For most westerners, however, Tao’s most recognizable production credit would be in his sound design for the opening ceremony of the 2008 Beijing Olympics.  If you haven’t seen any of the films, I’d especially recommend Shanghai Triad and To Live .  Both are Zhang Yimou films starring Gong Li, and both have become modern classics among China’s “fifth generation” films.

Tao Jing set up a tour of the new film studios at CFG – China Film Group – and invited Chen Zidu, another of Ting’s friends from her school days to join us.  Chen Zidu is now a Professor of Directing in the Film and Theatre Department at Beijing University.  And while he has collaborated with Tao Jing from time to time, Chen has never actually had the opportunity to tour the new CFG facility.  The tour that Tao Jing arranged was truly extraordinary. 

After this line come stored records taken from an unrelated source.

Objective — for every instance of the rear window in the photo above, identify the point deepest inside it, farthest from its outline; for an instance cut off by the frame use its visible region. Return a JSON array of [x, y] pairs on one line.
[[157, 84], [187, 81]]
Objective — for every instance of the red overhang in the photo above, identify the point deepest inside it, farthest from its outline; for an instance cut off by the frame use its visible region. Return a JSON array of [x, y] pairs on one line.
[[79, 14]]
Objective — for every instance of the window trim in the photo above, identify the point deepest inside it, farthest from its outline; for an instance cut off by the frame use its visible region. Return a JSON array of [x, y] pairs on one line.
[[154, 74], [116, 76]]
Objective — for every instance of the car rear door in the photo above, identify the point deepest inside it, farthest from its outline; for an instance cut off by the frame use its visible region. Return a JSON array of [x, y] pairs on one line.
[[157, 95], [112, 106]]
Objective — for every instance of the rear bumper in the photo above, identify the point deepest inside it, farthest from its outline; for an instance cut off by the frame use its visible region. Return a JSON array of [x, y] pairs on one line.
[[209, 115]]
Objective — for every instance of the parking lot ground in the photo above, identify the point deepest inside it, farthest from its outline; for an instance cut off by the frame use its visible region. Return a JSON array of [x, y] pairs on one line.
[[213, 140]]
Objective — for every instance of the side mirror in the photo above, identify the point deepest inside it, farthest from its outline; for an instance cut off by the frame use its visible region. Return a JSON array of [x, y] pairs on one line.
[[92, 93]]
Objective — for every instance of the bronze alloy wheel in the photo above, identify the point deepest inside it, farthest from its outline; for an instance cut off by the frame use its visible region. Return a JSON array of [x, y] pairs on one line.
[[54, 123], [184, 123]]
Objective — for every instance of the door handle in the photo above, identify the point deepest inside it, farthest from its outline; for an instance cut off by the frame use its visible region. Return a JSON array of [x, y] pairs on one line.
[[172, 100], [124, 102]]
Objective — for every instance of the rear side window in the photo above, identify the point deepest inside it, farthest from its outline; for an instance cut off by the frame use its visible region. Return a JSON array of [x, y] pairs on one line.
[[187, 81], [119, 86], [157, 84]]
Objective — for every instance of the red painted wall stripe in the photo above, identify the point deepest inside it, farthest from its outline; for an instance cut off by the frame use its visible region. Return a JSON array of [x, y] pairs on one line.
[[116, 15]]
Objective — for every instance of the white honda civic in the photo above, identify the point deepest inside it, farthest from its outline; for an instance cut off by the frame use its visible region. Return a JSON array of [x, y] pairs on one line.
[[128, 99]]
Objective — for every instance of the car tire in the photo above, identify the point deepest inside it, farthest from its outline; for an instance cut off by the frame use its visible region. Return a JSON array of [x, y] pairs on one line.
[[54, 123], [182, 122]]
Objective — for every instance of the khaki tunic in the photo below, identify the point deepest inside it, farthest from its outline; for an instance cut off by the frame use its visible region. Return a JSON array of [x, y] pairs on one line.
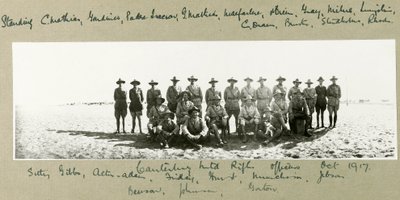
[[231, 97], [263, 96]]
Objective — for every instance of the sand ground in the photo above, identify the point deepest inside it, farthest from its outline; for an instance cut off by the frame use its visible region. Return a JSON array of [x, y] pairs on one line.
[[86, 132]]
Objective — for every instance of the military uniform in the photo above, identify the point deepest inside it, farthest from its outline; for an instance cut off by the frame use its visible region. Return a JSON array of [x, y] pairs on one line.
[[292, 91], [196, 96], [247, 91], [211, 93], [309, 95], [120, 106], [173, 97], [136, 97], [298, 110], [263, 97], [333, 93], [151, 97], [232, 97], [195, 131], [282, 88], [182, 111], [321, 98]]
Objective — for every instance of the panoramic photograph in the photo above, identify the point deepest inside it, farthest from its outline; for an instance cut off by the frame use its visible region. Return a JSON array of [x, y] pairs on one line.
[[307, 100]]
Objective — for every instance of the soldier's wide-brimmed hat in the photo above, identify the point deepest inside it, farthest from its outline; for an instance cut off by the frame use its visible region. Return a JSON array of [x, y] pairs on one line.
[[192, 78], [185, 92], [174, 79], [280, 78], [135, 82], [193, 109], [120, 81], [212, 81], [249, 97], [168, 113], [261, 79], [161, 98], [248, 79], [216, 98], [277, 92], [153, 83], [232, 80], [297, 81]]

The China Film Group is China’s government-owned film production and distribution agency.  In 2008, CFG opened a new set of film production facilities on 132 acres about 35 miles northeast of Beijing.  In all, this film production base has 16 sound stages as well as extensive post-production facilities.  The largest of the sound stages could easily enclose a football stadium (328x164x59 ft), covering nearly 54,000 square feet.  Even the smallest of the 16 sound stages still offers nearly 10,000 square feet of enclosed space.

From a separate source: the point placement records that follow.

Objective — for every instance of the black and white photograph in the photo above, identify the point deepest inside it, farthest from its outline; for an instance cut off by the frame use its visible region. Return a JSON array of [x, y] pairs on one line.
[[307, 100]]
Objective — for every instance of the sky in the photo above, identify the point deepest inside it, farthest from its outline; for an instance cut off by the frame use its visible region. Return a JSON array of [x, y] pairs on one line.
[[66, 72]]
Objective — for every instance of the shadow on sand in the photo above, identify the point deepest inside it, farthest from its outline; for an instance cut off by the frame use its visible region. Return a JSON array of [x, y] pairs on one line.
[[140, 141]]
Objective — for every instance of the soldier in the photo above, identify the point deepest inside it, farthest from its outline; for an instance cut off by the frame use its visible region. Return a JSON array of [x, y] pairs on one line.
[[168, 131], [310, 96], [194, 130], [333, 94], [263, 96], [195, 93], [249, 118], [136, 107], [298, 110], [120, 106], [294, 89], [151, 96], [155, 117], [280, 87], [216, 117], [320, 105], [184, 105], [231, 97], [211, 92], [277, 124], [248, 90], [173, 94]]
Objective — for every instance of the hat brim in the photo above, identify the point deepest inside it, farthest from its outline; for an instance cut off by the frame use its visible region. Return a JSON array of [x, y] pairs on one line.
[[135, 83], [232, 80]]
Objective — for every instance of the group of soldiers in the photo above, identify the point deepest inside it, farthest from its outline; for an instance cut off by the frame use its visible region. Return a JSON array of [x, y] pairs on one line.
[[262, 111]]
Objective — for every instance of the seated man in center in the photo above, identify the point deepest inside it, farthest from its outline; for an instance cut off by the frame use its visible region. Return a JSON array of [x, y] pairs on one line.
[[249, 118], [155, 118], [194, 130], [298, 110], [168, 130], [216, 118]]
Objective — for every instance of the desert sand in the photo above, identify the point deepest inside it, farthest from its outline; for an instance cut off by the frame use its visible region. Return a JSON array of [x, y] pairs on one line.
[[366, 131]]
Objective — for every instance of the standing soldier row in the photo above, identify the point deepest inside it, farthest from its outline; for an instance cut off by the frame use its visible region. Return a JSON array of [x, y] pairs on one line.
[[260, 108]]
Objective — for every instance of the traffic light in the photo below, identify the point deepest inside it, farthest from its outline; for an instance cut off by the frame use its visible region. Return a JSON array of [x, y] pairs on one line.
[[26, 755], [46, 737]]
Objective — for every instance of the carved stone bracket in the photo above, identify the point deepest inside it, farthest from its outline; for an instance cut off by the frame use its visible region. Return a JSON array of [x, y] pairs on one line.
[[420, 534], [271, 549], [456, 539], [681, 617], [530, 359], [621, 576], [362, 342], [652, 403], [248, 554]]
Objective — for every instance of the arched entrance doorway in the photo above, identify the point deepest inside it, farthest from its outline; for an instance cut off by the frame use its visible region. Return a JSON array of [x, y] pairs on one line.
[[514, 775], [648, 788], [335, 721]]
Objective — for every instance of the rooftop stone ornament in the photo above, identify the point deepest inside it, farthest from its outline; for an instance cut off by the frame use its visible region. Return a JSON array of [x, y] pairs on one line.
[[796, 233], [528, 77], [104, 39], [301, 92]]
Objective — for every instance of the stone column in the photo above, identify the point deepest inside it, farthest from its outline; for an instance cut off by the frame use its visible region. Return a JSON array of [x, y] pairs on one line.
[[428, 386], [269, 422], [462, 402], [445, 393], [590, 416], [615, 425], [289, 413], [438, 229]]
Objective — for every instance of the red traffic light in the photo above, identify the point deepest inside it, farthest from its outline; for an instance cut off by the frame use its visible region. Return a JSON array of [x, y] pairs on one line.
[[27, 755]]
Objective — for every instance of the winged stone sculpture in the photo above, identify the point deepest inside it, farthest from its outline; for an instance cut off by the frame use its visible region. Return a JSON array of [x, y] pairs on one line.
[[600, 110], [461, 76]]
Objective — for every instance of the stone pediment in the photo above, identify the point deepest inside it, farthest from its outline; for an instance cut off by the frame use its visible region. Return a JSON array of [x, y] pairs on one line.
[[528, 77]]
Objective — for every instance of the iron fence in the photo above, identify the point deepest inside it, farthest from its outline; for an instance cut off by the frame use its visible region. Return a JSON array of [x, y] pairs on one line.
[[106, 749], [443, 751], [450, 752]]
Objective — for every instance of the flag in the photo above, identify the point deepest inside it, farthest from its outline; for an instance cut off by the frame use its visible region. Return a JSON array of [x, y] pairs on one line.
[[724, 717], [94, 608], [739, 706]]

Studio 12 is among the larger of the facilities – nearly 21,000 square feet. The CFG campus is new, well maintained, and clearly designed to create a comfortable working environment
Altogether the CFG facility covers 132 acres, offering film makers a one-stop, full service facility.  As the promotional material says, the CFG facility, “concentrates all the resources . . . to create a complete film production chain.”  In other words, CFG can offer a producer a complete package taking in everything from pre-production planning through the manufacturing and distribution of finished DVDs.
 
The back lot at CFG.  With cardboard and illusion, you can feel yourself transported back to Shanghai circa 1920.

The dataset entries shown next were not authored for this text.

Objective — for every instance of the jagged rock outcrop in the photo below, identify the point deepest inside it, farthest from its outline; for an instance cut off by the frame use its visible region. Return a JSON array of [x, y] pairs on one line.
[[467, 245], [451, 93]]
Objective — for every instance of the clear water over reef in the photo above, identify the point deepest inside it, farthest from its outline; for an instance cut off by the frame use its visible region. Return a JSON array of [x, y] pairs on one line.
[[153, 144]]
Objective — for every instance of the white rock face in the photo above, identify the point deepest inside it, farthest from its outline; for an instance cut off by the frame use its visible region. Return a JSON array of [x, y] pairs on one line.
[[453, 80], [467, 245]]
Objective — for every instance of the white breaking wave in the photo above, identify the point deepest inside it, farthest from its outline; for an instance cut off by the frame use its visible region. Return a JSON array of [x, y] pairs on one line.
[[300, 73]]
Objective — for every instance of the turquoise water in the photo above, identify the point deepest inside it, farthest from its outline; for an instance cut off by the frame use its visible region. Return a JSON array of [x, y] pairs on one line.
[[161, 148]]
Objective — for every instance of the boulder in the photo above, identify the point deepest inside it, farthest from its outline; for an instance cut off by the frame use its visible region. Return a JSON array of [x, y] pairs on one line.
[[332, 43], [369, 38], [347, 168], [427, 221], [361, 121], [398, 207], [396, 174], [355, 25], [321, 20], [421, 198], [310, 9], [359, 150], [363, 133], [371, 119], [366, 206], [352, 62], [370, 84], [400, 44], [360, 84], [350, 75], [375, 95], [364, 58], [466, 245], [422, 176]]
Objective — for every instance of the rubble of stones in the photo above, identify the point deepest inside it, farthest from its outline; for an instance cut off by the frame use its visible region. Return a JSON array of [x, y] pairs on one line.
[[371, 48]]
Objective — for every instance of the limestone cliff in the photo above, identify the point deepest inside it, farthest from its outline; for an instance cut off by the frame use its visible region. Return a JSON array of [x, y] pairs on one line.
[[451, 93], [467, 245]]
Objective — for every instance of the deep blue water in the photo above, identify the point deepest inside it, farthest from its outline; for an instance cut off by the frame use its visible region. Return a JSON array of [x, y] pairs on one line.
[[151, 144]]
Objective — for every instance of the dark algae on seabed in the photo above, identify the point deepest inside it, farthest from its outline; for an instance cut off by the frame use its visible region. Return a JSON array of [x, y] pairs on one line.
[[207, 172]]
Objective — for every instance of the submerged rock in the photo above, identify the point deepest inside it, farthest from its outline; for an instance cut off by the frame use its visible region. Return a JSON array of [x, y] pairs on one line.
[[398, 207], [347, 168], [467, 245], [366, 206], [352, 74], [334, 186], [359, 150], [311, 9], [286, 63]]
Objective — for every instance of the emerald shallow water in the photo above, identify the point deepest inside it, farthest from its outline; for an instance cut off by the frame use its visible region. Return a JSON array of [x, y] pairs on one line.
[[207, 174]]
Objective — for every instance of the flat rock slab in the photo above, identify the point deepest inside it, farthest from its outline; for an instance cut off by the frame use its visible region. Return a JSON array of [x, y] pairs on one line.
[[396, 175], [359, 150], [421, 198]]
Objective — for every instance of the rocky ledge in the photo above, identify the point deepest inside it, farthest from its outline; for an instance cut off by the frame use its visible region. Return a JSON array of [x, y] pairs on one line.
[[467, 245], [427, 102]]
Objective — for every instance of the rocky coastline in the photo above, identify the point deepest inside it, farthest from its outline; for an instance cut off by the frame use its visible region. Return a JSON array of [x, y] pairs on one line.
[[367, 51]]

In much the same way that Italy’s Cinecittà Studios seemed to exercise a magnetic attraction for film makers of the 1940s and 1950s, CFG’s backers are seeking facilities that can attract big time productions to China.  The draw here, as at Cinecittà sixty years ago, is with a state-of-the-art facility and complete services that include construction contracting, equipment rental, props, costumes, make-up, casting for extras, animation, and postproduction.  CFG is even building an entire town with hotel facilities and apartments for staff in the area surrounding the entrance to CFG.

Without the Italian lure of sun, fashion, and beaches, it’s not clear that CFG will exercise the same kind of pull on major productions.  Still, this is the state of the art in modern film making.  

At the CFG sound editing board.  (I just watched!) The Avid editing suites are quite large.  They are also well lit and comfortable.
The sound board (analog) in the CFG recording studio. The CFG recording studio can accommodate up to a 100-piece orchestra, but a 60-piece orchestra is more common for most sound tracks.
Despite the holiday weekend, a number of CFG staff were at work, as was this sound engineer in the Foley studio. Close your eyes, and a good Foley artist can make you hear almost anything.  The Foley stages at CFG hold a genuinely bewildering array of sound producing equipment.  We had to laugh when the Foley artists demonstrated their craft.

Tao Jing seems made for the film industry.  Here he’s adding some action to a set from A Simple Noodle Story (2009), a Chinese re-make of the Coen brothers 1985 classic, Blood Simple.   

Zhang Yimou’s remake has been released internationally as A Woman, a Gun and a Noodle Shop.

On a clear day, you can see the Great Wall stretched along the mountain crest behind CFG.  Even at CFG ultra modern China is framed  with the traditional culture of China

The day at CFG became one of those delightful surprises that can make travel such a joy.  The hospitality of Tao Jing was every bit as warm, unaffected, and sincere as what I’d found in Suzhou and Qufu as people set out to show me what they want visitors to see and understand about China.  Tao Jing is hardnosed and pragmatic about his work in the film industry.  At the same time, his warmth and hospitality are just as much a part of traditional China as the Great Wall and Tang Dynasty poetry.